AUX ÉTATS-UNIS, l'incidence et la prévalence de la goutte ont doublé en quelques décennies. Ce qui a coïncidé avec une augmentation substantielle de la consommation des boissons type « soft drinks », qui correspondent aux boissons sucrées non alcoolisées, ce parallèle ayant été à l'origine du travail. La consommation des boissons non alcoolisées s'est accrue de 61 % chez les adultes entre 1977 et 1997.
Les boissons non alcoolisées ne contiennent pas de purines, mais elles sont fréquemment édulcorées par du fructose ajouté en quantité appréciable. Or le fructose est le seul carbohydrate connu pour augmenter le taux d'acide urique. Ainsi, chez les humains, l'administration orale ou intraveineuse produit une augmentation rapide du taux sérique d'acide urique, témoignée à la fois par une accentuation de la dégradation des nucléotides puriniques et une augmentation de la synthèse de purine.
Pour étudier de manière prospective la relation entre la consommation des boissons sucrées au fructose et l'incidence de la goutte, Hyon Choi et coll. (Boston et Vancouver) ont étudié une cohorte de 46 393 hommes composée de professionnels de santé (dentistes, ophtalmologistes, vétérinaires, pharmaciens…) dans le cadre de la « Health professionnals follow-up study ». Ces personnes ont rempli un questionnaire explorant la prise de 130 aliments sur l'année, à raison d'un questionnaire tous les quatre ans entre 1986 et 1998. Ont été analysées notamment les boissons au cola et autres sodas avec sucres, ainsi que les boissons type « diet » (basses calories, avec et sans caféine, édulcorées avec autre chose que des carbohydrates), et les jus de fruits.
Cinq à six fois par semaine.
Le critère d'évaluation principal consistait en l'incidence de cas de goutte selon les critères de l'American College of Rhumatology.

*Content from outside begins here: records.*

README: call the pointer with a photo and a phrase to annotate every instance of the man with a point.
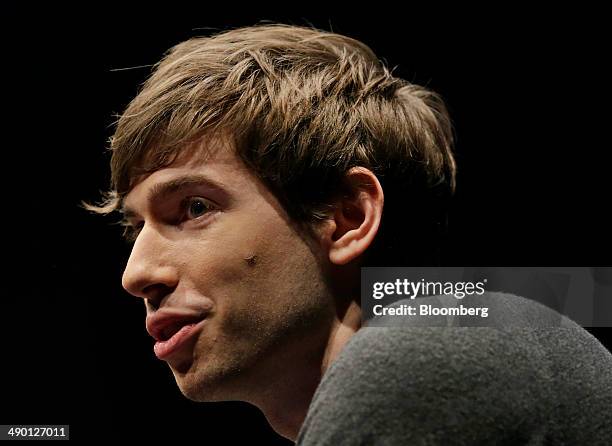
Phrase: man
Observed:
(258, 170)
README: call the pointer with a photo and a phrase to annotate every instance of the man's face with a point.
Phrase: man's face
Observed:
(233, 293)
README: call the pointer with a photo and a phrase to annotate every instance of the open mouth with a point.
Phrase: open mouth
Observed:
(172, 332)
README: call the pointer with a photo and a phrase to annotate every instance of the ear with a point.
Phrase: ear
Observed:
(357, 217)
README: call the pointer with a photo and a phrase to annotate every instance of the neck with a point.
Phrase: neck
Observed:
(286, 402)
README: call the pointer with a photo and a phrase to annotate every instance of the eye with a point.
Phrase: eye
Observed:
(196, 207)
(131, 231)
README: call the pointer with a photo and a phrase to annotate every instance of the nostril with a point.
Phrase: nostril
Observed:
(155, 293)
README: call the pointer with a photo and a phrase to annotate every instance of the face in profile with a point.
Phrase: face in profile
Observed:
(234, 294)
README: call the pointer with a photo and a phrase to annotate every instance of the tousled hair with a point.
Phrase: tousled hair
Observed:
(303, 107)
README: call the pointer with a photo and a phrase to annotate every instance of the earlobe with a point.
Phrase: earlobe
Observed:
(357, 216)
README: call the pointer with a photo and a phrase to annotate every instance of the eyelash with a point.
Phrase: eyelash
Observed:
(131, 231)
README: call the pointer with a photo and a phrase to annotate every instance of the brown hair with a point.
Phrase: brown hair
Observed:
(303, 107)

Pendant les douze ans de suivi, il y eut 755 cas incidents de goutte confirmés. «Le risque s'accroît avec l'augmentation de la consommation du fructose.»
En comparant avec un niveau de référence, qui est une consommation de moins d'une de ces boissons par mois, le risque de goutte est augmenté de 30 % (RR de 1,29, IC 95 % de 1-1,68) pour ceux qui consomment de cinq à six fois par semaine ces boissons. Le RR augmente à 1,45 pour une boisson par jour et atteint 1,85 pour deux.
Chez les personnes ayant les plus fortes consommations de boissons non alcoolisées quotidiennes, le risque de goutte est équivalent à une prise de 30 à 50 g d'alcool par jour (RR de 1,96).
Les investigateurs trouvent aussi que les boissons dites en français « light » (« diet » en anglais), qui sont en fait à basses calories et non sucrées par des hydrates de carbone, n'ont pas d'incidence sur la survenue de la goutte.
Les autres produits contenant du fructose sont également associés à un risque accru de goutte : jus de fruits et fruits riches en fructose, comme les pommes et les oranges.
C'est la première étude à réaliser une telle évaluation, indiquent les auteurs, qui évoquent des mécanismes d'action. Ainsi, le fructose partage un mécanisme de production d'urates commun avec l'éthanol, par une augmentation de la dégradation de l'ATP en AMP, qui est un précurseur de l'acide urique. Par ailleurs, le fructose pourrait augmenter indirectement le taux d'acide urique et le risque de goutte en augmentant l'insulinorésistance et les taux circulants d'insuline.
« British Medical Journal », édition avancée en ligne.